1 hour

My back is never straight when I sit, especially when I sit at this desk. There’s this pose that I call, “Getting ready to get up again and do something else.” Answer the door for the food I just ordered or get the clothes from the washing machine that just beeped. Perhaps get a snack or add some ice to my water cup. My left leg is slightly pointing to the left, instead of facing the wall behind this desk. A zero-commitment posture, for sure.

Tonight I push my chair in, lock both legs by placing my right foot on the back of my left ankle. Back is straight, both arms free and available, phone in the drawer, silent. This posture is one of discipline, even when I have no idea what I’ll write. I just know that it’s been too many days, and too many ignored reminders.

Feelings. That’s the first word that comes to mind as I start this paragraph. So, I’ll throw in this story and see where it leads.

Last week, we finished reading a very emotional and controversial read aloud in class. One that ends with the sudden death of a beloved dog and the idea of a potential happy ending, but an ending we’re not sure the main character and his grandfather actually get. As with every emotional book I read to students, tears joined that last read, with shared anguish and many questions. A few days later, some of them asked for copies of the book to reread it. My first thought was, “I would do the same thing. Read it on my own, doing my thinking alone.” I smiled under the mask and handed out two copies.

This morning, one of the boys came to me and asked, “Is this book like ‘Freddy,’ are there more?” English isn’t his first language, so I paraphrased his question, “Do you mean, part of a series? Sadly no, that’s the only one. Why do you ask?” He responded with another question, “So how do I know what happens next? It’s so sad. Searchlight died.” At that moment, I felt grateful for this learning moment and talked with him about the great potential in endings like this one.

One of the reasons [I think] I wanted to share this story is because of how it validated the strong connection between books and understanding feelings. Recently, I’ve been reading about empathy and how to support children in becoming empathetic people. One of the chapters in this book describes the impact of reading fiction and picture books to help children develop emotional literacy and identify such feelings in others. There’s another reason, though, one that just popped out nowhere as I wrote and reread these lines. Well, not really. It’s kind of obvious if I am honest with myself. The eagerness in the boy’s request made me dwell on this topic because I’ve been flirting with the idea of writing stories for children for quite a while.

Now, huge personal disclaimer, I can be a mean flirt. When I was single, it was just a game. So, when I flirt with ideas now, I see myself as a 20-year-old all over again—making eyes at huge dreams I have. Dreams that look so sexy and desirable, but too far to make an effort. So far, I don’t even feel it’s right to put them into words right here.
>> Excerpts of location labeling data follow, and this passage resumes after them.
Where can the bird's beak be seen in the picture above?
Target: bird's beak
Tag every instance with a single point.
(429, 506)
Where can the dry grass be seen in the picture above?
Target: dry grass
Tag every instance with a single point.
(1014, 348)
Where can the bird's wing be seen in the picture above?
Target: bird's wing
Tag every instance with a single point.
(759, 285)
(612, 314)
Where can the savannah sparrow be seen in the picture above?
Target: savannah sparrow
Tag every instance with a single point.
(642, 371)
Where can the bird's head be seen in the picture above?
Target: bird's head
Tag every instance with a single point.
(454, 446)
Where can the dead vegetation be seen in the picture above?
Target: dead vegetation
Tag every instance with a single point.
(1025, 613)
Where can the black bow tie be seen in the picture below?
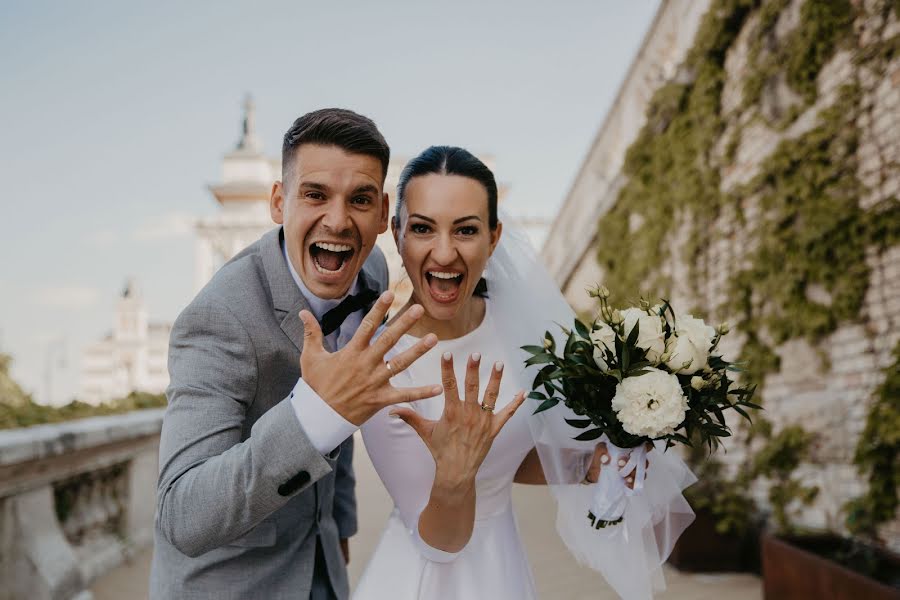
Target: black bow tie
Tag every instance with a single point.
(332, 319)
The feelings that boy experienced when I read that story to him, and felt again when he read the book a second time, that’s why the flirting annoys me. Because the idea of just one child connecting to a character and learning about something meaningful is worth growing up for, mostly because what else am I left with? More blog entries like this one filled with excuses and the self-imposed shame for not writing consistently? A ridiculous back and forth to get things going just to spend three more weeks without writing a single word. Silly flirting.

Rereading what I’ve written here so far makes me pause, breathe deeply, and try to come up with an ending that isn’t just another fake goal I set for myself. I will admit, though, that writing like this tonight makes me hopeful. I didn’t follow my usual routine of having a glass of wine, choosing a specific playlist, and writing on a Google Doc first just to avoid the “Publish” button staring back at me with that judgmental but lovely shade of blue. Instead, tonight I went straight to the dashboard, skipped the full “Draft” section, and began to share thoughts out loud. The plan was simply to write and post something and in an hour, just like that guy once said.

Will I commit to writing another story for children later? Who knows. What I know is that I can go to bed now feeling good about writing something tonight, and that’s enough for now.